The activities of ampicillin, ampicillin-sulbactam, amoxicillin, amoxicillin-clavulanic acid, ticarcillin, ticarcillin-clavulanic acid, piperacillin, piperacillin-tazobactam, aztreonam, and aztreonam-clavulanic against Stenotrophomonas maltophilia strains for which the MICs of penicillins and commercially available beta-lactam-beta-lactamase inhibitor combinations were higher than the breakpoints usually recommended for Pseudomonas aeruginosa in commercially available broth microdilution methods were tested by the agar diffusion, agar dilution, and broth microdilution methods. Time-kill curve studies were performed when discrepancies between these methods were observed. The MICs obtained by the commercially available broth microdilution method, the agar dilution method, and the broth microdilution method were almost identical. Twenty-five percent of the strains tested showed inhibition diameters of > or =15 mm for ticarcillin-clavulanic acid, and 43.7% of the strains tested showed inhibition diameters of > or =18 mm for piperacillin-tazobactam by the agar diffusion method. The time-kill curves for these strains confirmed the results obtained by dilution methods. Aztreonam-clavulanic acid (2:1) at concentrations of < or =16 microg/ml inhibited all of these strains (MIC range, 1 to 16 microg/ml). The time-kill curves confirmed this activity. The addition of piperacillin to this combination did not modify the MICs. The combination aztreonam-clavulanic acid-ticarcillin was two- to fourfold more active than aztreonam-clavulanic acid alone. We studied the inhibitory and bactericidal activities of the two most active combinations (aztreonam-clavulanic acid and aztreonam-clavulanic acid-ticarcillin) against the standard inoculum and 10 and 50 times the standard inoculum. Inoculum modifications did not modify the MICs. Both combinations showed good bactericidal activity against the standard inoculum. With 10 times the standard inoculum, minimum bactericidal concentration (MBC) results were heterogeneous (for 55% of the strains, MBCs were between the MIC and 4-fold the MIC, and for 45% of the strains MBCs were between 8- and >32-fold the MIC). With 50 times the standard inoculum, MBCs were at least 32-fold the MICs for all the strains tested.

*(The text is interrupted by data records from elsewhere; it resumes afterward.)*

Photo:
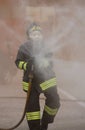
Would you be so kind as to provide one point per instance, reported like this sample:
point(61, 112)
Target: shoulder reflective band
point(20, 64)
point(33, 115)
point(50, 111)
point(47, 84)
point(34, 28)
point(25, 86)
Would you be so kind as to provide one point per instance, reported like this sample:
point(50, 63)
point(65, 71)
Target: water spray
point(30, 76)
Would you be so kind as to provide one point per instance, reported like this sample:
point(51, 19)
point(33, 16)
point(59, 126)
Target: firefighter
point(44, 80)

机译:氨苄西林,氨苄青霉素,氨苄青霉素,阿莫西林,阿莫西林,阿莫西林-克拉维酸,替卡西林,替卡西林-克拉维酸,哌拉西林,哌拉西林-他唑巴坦,氨曲南和氨曲南-克拉维酸对嗜麦芽碱单孢菌和麦芽碱的麦芽糖原性麦芽孢菌素有抑制作用通过琼脂扩散,琼脂稀释和肉汤微稀释方法测试了内酰胺-β-内酰胺酶抑制剂的组合比市售肉汤微稀释方法中通常推荐的铜绿假单胞菌断点更高。当观察到这些方法之间的差异时,进行了时间杀伤曲线研究。通过市售的肉汤微量稀释法,琼脂稀释法和肉汤微量稀释法得到的MIC几乎相同。通过琼脂扩散法,测试的菌株中有25%对替卡西林-克拉维酸的抑菌直径大于或等于15毫米,对43.7%的菌株对哌拉西林-他唑巴坦的抑菌直径大于或等于18毫米。这些菌株的时间杀灭曲线证实了通过稀释方法获得的结果。浓度≤16微克/毫升的氨曲南克拉维酸(2:1)抑制了所有这些菌株(MIC范围为1至16微克/毫升)。时间杀伤曲线证实了这种活动。向该组合中添加哌拉西林不会改变MIC。氨曲南-克拉维酸-替卡西林的组合活性比单独的氨曲南-克拉维酸高2-4倍。我们研究了两种活性最高的组合(氨曲南-克拉维酸和氨曲南-克拉维酸-替卡西林)对标准接种物和标准接种物的抑制和杀菌活性。接种物的修饰不会改变MIC。两种组合均显示出对标准接种物的良好杀菌活性。用10倍于标准接种量,最低杀菌浓度(MBC)结果是异质的(对于55%的菌株,MBC在MIC到MIC的4倍之间,对于45%的菌株MBC在8到> MIC的32倍)。使用50倍于标准接种物,MBC至少是所有测试菌株的MIC的32倍。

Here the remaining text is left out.